On the magnetization of BL Lac jets

TL;DR

This paper investigates whether BL Lac jets can reach magnetic and particle energy equipartition, finding that structured jets with spine and layer components can achieve this, unlike simple one-zone models.

Contribution

It demonstrates that structured jet models can reproduce equipartition conditions in BL Lac objects, challenging previous assumptions from one-zone models.

Findings

One-zone models show particle energy dominance over magnetic energy.

Structured jets can achieve equipartition through radiative interplay.

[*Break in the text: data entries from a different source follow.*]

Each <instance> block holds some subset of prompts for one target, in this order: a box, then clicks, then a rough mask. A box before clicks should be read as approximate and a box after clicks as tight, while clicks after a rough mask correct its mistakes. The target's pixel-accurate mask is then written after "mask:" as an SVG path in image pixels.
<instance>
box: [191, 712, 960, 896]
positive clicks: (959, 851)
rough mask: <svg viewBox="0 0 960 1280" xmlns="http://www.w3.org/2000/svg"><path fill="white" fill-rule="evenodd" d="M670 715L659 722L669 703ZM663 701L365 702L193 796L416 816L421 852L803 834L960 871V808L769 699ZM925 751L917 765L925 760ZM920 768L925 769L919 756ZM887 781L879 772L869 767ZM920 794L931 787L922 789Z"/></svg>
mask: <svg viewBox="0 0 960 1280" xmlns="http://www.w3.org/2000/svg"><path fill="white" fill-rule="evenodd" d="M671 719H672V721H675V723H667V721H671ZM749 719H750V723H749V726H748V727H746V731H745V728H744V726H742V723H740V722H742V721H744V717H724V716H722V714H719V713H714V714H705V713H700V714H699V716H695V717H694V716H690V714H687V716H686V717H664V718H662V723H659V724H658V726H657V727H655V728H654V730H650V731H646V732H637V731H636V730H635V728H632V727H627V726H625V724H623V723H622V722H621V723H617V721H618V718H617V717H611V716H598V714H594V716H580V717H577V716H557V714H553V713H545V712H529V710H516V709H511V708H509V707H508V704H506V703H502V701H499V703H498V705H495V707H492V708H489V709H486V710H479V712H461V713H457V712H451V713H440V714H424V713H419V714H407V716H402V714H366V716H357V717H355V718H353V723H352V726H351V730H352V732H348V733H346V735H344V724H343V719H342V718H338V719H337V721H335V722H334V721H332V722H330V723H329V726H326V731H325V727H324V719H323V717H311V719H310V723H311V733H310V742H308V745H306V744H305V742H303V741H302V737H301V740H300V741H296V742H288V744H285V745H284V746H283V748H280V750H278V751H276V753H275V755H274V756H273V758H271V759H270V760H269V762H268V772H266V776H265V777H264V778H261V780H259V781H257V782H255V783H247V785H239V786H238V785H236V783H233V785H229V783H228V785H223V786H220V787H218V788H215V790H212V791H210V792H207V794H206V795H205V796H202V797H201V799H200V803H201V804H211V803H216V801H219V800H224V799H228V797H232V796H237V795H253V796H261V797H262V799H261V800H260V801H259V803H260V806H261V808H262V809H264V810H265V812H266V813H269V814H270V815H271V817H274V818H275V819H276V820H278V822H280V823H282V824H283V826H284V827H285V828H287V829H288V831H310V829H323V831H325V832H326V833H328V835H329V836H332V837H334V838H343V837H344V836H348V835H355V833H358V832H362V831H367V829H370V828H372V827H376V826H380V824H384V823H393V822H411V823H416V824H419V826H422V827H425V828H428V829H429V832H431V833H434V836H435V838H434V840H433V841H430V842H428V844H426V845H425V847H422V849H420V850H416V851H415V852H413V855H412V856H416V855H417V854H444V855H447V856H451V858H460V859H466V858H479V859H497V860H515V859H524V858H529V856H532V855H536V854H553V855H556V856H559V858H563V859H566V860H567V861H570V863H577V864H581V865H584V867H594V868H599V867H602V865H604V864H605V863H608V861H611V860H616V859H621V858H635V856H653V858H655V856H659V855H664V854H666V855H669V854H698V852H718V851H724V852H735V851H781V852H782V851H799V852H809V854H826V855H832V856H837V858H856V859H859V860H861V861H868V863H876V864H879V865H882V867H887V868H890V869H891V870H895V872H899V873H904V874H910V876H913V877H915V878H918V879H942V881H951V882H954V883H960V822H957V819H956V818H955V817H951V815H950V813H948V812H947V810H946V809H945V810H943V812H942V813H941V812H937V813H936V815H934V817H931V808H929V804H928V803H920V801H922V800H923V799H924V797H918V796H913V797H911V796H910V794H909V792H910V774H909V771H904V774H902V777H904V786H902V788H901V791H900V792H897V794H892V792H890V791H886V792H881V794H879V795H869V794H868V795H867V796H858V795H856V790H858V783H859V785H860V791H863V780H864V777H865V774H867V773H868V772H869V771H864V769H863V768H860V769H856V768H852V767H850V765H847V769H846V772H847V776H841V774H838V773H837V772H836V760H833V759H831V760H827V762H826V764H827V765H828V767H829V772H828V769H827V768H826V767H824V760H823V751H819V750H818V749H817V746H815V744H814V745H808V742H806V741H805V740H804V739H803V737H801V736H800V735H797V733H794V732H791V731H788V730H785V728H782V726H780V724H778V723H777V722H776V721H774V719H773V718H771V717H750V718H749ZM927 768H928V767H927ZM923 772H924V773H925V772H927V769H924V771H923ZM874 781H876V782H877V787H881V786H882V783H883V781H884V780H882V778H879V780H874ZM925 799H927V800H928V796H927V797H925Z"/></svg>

Jet power exceeds magnetic power in simple models.

Abstract

The current paradigm foresees that relativistic jets are launched as magnetically dominated flows, whose magnetic power is progressively converted to kinetic power of of the matter of the jet, until equipartition is reached. Therefore, at the end of the acceleration phase, the jet should still carry a substantial fraction ($\approx$ half) of its power in the form of a Poynting flux. It has been also argued that, in these conditions, the best candidate particle acceleration mechanism is efficient reconnection of magnetic field lines, for which it is predicted that magnetic field and accelerated relativistic electron energy densities are in equipartition.Through the modeling of the jet non--thermal emission, we explore if equipartition is indeed possible in BL Lac objects, i.e. low-power blazars with weak or absent broad emission lines. We find that one-zone models (for which only one region is involved in the production of the radiation we observe) the particle energy density is largely dominating (by 1-2 orders of magnitude) over the magnetic one. As a consequence, the jet kinetic power largely exceeds the magnetic power. Instead, if the jet is structured (i.e. made by a fast spine surrounded by a slower layer), the amplification of the IC emission due to the radiative interplay between the two components allows us to reproduce the emission in equipartition conditions.